Moreover, certain serious adverse events may be at least in part due to on-target BTK inhibition. Secondary bleeding, for example, is thought to arise from both BTK and TEC family inhibition. 4 In a pooled analysis of studies of fenebrutinib in other diseases, bleeding or bruising was reported in 8%, although serious bleeding events were rare. 5 The mechanism for fungal infection is incompletely understood but may be due to effects of BTK inhibition on the innate immune system. 6 Previous experience with other MS drugs highlights need for vigilance for rare, but serious, adverse events that may emerge in the post-marketing era and further differentiate BTKIs.

Pharmacodynamics and kinetics are likely to play a crucial role in determining comparative efficacy. Strength of BTK inhibition varies across drugs. Greater concentrations of evobrutinib are required to achieve half maximal inhibitory concentration (IC50) compared to tolebrutinib and fenebrutinib. 7 When studied in vitro, fenebrutinib achieved greater suppression of B-cells and myeloid cells compared to evobrutinib and tolebrutinib. 8 Binding mechanism may prove critical to potential for drug resistance.

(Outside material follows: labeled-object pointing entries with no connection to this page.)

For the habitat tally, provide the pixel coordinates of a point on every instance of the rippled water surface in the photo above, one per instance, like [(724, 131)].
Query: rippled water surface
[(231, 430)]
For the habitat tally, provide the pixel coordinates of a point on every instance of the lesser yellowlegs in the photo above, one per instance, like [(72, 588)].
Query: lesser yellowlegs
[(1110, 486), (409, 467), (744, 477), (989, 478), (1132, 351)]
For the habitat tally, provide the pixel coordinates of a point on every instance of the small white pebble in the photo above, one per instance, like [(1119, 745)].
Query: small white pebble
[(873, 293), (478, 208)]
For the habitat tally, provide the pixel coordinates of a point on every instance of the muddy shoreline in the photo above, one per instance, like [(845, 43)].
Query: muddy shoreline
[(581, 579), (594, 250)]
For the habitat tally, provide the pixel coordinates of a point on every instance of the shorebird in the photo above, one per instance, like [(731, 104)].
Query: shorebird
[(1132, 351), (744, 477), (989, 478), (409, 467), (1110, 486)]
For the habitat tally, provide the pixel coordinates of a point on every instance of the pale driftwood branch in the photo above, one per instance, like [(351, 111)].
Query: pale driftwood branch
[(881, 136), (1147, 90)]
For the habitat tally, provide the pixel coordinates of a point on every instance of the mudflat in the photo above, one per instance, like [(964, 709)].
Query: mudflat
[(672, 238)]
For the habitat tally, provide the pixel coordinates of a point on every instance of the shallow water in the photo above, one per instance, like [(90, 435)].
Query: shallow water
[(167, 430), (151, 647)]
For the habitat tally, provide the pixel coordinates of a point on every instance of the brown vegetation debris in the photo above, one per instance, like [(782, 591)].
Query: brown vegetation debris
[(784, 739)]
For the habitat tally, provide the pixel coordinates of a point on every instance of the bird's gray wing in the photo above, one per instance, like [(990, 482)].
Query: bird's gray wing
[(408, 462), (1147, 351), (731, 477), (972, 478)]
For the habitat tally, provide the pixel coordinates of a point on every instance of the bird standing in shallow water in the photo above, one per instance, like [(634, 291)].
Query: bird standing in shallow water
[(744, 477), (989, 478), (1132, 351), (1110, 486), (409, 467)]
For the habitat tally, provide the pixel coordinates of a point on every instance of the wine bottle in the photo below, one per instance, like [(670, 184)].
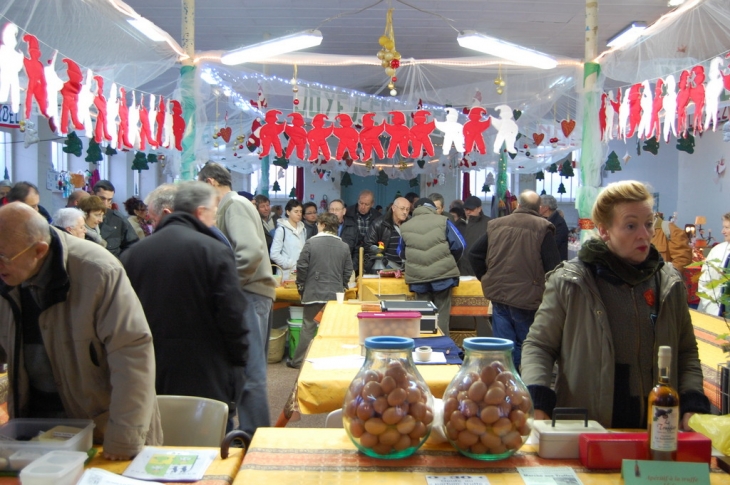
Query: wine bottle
[(663, 412)]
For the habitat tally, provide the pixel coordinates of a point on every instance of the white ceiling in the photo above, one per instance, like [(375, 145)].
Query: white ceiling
[(555, 27)]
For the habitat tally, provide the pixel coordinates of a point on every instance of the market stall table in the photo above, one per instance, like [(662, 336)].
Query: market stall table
[(313, 456)]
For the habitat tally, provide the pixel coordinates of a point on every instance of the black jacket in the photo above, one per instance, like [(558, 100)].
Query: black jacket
[(117, 232), (187, 282)]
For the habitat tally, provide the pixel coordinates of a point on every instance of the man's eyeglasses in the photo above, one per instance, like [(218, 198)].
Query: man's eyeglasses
[(6, 261)]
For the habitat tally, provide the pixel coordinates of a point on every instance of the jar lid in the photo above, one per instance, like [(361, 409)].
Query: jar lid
[(388, 342), (488, 343)]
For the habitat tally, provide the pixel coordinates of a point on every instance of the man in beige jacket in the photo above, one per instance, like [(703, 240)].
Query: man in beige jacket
[(77, 341)]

Oncologists have identified mutations in cysteine 481, the binding pocket for covalent BTKIs, in patients on ibrutinib suffering cancer relapses. 9 By avoiding cysteine 481 as a non-covalent agent, fenebrutinib may prove less vulnerable to this threat.

There is preliminary evidence that CNS penetration varies across BTKIs, with tolebrutinib demonstrating greater penetrance compared to evobrutinib and fenebrutinib. 10 If degree of CNS penetrance proves key to adaptation of microglial responses, there would be expected advantages for treatment of progressive MS. In an exploratory analysis from the Phase IIb trial of tolebrutinib, tolebrutinib at 60 mg daily was found to reduce volume of slowly expanding lesions, which have been associated with activated microglia and disability accumulation in MS. 3

Prevention of disability progression remains the greatest unmet need in the MS therapeutic landscape, and ability to meet this endpoint could prove a pivotal point of distinction among BTKIs. Phase III trials underway in progressive MS include FENtrepid, comparing fenebrutinib to ocrelizumab in primary progressive multiple sclerosis (PPMS); PERSEUS, comparing tolebrutinib to placebo in PPMS; and HERCULES, comparing tolebrutinib to placebo in secondary progressive MS.

In Phase II clinical trials in relapsing MS, both evobrutinib and tolebrutinib strongly reduced new gadolinium-enhancing lesions.2,3 It is too early to distinguish BTKIs in relapsing MS on other endpoints such as relapse rate and disability progression. In separate Phase III, randomized, double-blind trials in relapsing MS, evobrutinib, fenebrutinib, and tolebrutinib will each be compared against teriflunomide. Although we cannot compare relapse rates directly across trials, the similar trial designs and parallel active comparator arms may allow for some inferences regarding comparative efficacy. In addition, further work is necessary to determine efficacy and safety of BTKIs in older and non-white patients. The mean age of participants in the tolebrutinib and evobrutinib Phase II trials was 37 and 42 years, respectively; 92% in the tolebrutinib and 100% in the evobrutinib trial were White.2,3

The Beatles might have asked: at the end of this long and winding road, will we find a door? BTKIs differ in important respects, including selectivity, strength of BTK inhibition, binding mechanisms, and CNS penetrance. We can expect that, with accumulating evidence and experience, we will arrive at a “best in class” molecule—and a door into the CNS—that will transform that long and winding road, perhaps, into a straight and steady path to treatment of progression in MS.

Footnotes

Declaration of Conflicting Interests: The author(s) declared the following potential conflicts of interest with respect to the research, authorship, and/or publication of this article: D.L.R. has received research support from the MS Society of Canada, Consortium of Multiple Sclerosis Centers, and Roche. She has received speaker or consultant fees from Alexion, Biogen, EMD Serono, Novartis, Roche, and Sanofi Aventis.

Funding: The author(s) received no financial support for the research, authorship, and/or publication of this article.